The Bad News – the steep correction in the fiscal accounts is expected to cause a drag on economic growth; household spending is likely to be weak; and the UK will post modest real GDP growth (est. 1.6%  between 2012 and 2015).

These are only estimates and will be reviewed regularly as there are many factors, which could significantly affect these figures, assumptions and estimates but for now the general view is GOOD NEWS.

My contact details are detailed in the header – email welshmoneywiz@virginmedia.com, twitter welshmoneywiz, linkedin Darren Nathan

Earnings Season Gets Underway – And The Return of Market Volatility

16 Apr

OK so it was unexpected how stable the markets were in Q1 2012, I expect it is hello again to volatility going forward.

rollercoaster cartoons, rollercoaster cartoon, rollercoaster picture, rollercoaster pictures, rollercoaster image, rollercoaster images, rollercoaster illustration, rollercoaster illustrations  

On the reporting side, almost a fifth of the S&P 500 report next week and these include some big blue chip companies and banks (IBM, Microsoft, Coca-Cola, McDonald’s, Citigroup and Bank of America). On the economic front, March retail sales, industrial production, existing home sales and weekly jobless claims.

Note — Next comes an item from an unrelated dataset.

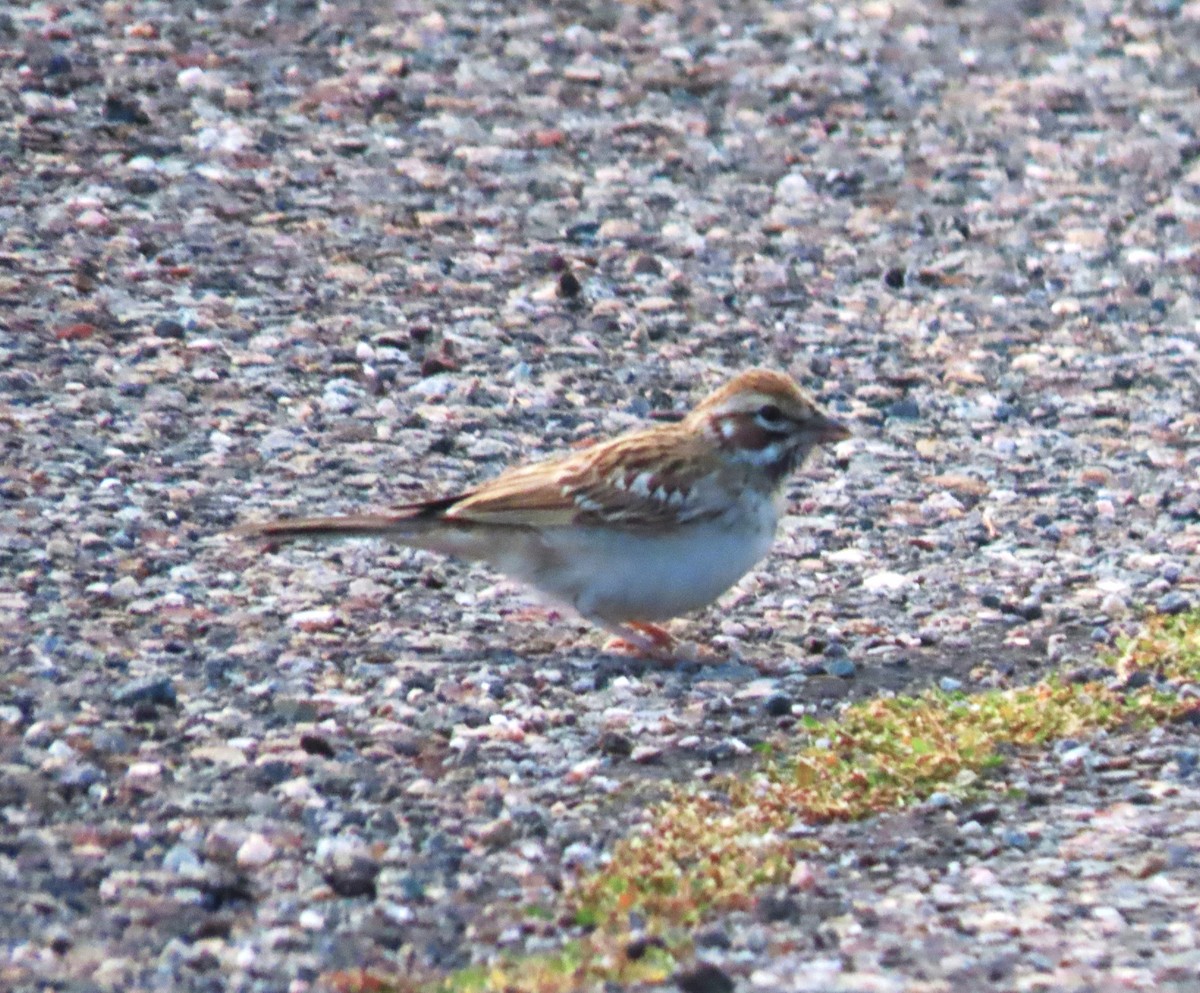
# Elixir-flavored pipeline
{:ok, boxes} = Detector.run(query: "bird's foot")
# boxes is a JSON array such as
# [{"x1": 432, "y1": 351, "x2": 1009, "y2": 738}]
[{"x1": 600, "y1": 621, "x2": 704, "y2": 663}]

The Good News – valuations seem to be supportive of the market

The Bad News – stocks fell for a second week, in the most volatile week of the year, punctuated by big swings in both directions.

I think this is the first time since possibly October last year, where we have seen been effected by the reality that stocks are typically volatile, despite low volatility in the first quarter. It’s possible we could see further losses with trend data indicating a growing potential of this being double what we’ve recently seen. This could become reality off of the weaker U.S. data; a slowdown in China, and the European debt saga becoming more threatening again.

The biggest uncertainty is the Eurozone. Europe has recently returned as a significant market worry with yields in Italy and Spain rising dramatically, amid expectations of weak economic data and growth and growing fiscal concerns. I think there are going to be more reported over the European scenario, as Spain issues bills on Tuesday and longer-dated securities Thursday; ECB (European Central Bank) President Mario Draghi speaks at the ECB statistics conference on Tuesday.

This is a challenging time but could also be very profitable as volatility creates opportunities.